After a month off from social media (but not a month off… just so we’re clear), I’m happy to say that I’m back in the swing of things with YouTube, Instagram, Facebook, Twitter, and the podcast (whew… that’s a mouthful). While I’ve received many messages over the past few weeks wondering where I was, questioning whether I was stepping away from this ministry, the question was never in doubt; as with past Christmases, I take some time away, not just to rejuvenate, but to plan the next semester.
And yet, there was something a bit different about this break, I’ll admit. I didn’t have the same enthusiasm about the next semester’s lineup of videos. I wasn’t completely invested as I was in years past. A part of me was a bit frustrated with the work, a bit burnt out from the constant pressure to produce, and frankly, a bit disillusioned by the whole thing. Maybe I was discerning what the future would hold for Breaking In The Habit.

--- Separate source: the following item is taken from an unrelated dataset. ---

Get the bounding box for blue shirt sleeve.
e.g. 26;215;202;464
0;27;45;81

As I share in this week’s reflection, I found myself asking more and more last semester, “Am I even making a difference?” Sure, I was getting “likes” and nice comments. Sure, I have amazed at how many “followers” I have. But really, in the mission of Christ, was I really making progress in a way that reflected the work I was putting in and what I hoped to accomplish?
I share this, not because I’m still discerning this ministry or because I’m looking for compliments, but because I think that what I’m experiencing is very common in this life as a Christian. I think that we all hit walls, struggle to see the fruit of our labors, and have to fight the urge to give up. This is not the first time I have struggled in this way, and it will most certainly not be the last.
So, how do we respond. In this video, I want to suggest two things: 1) live with personal integrity, and 2) trust in God. At the end of the day, we cannot let our perception of success dictate how we act; besides the fact that our definition of success is different from God’s, we don’t always see the whole picture. It is important to remember, sometimes, that just because we don’t see progress, doesn’t mean that it isn’t there.
And so, I leave you with one of my favorite prayers, one related to this issue. Often attributed to St. Oscar Romero, it was written by then-Fr. Ken Untener (later, Bishop Untener) for the use in a homily delivered by Cardinal Dearden in 1979. I hope that it gives you the hope that it does for me, and that the wisdom of this prayer may guide us as we continue on.
Prophets of a Future Not Our Own
It helps, now and then, to step back and take a long view. The kingdom is not only beyond our efforts, it is even beyond our vision. We accomplish in our lifetime only a tiny fraction of the magnificent enterprise that is God’s work. Nothing we do is complete, which is a way of saying that the Kingdom always lies beyond us.
No statement says all that could be said.
No prayer fully expresses our faith.
No confession brings perfection.
No pastoral visit brings wholeness.
No program accomplishes the Church’s mission.
No set of goals and objectives includes everything.
This is what we are about. We plant the seeds that one day will grow. We water seeds already planted, knowing that they hold future promise. We lay foundations that will need further development. We provide yeast that produces far beyond our capabilities.
We cannot do everything, and there is a sense of liberation in realizing that. This enables us to do something, and to do it very well. It may be incomplete, but it is a beginning, a step along the way, an opportunity for the Lord’s grace to enter and do the rest.
We may never see the end results, but that is the difference between the master builder and the worker.
We are workers, not master builders; ministers, not messiahs.
We are prophets of a future not our own.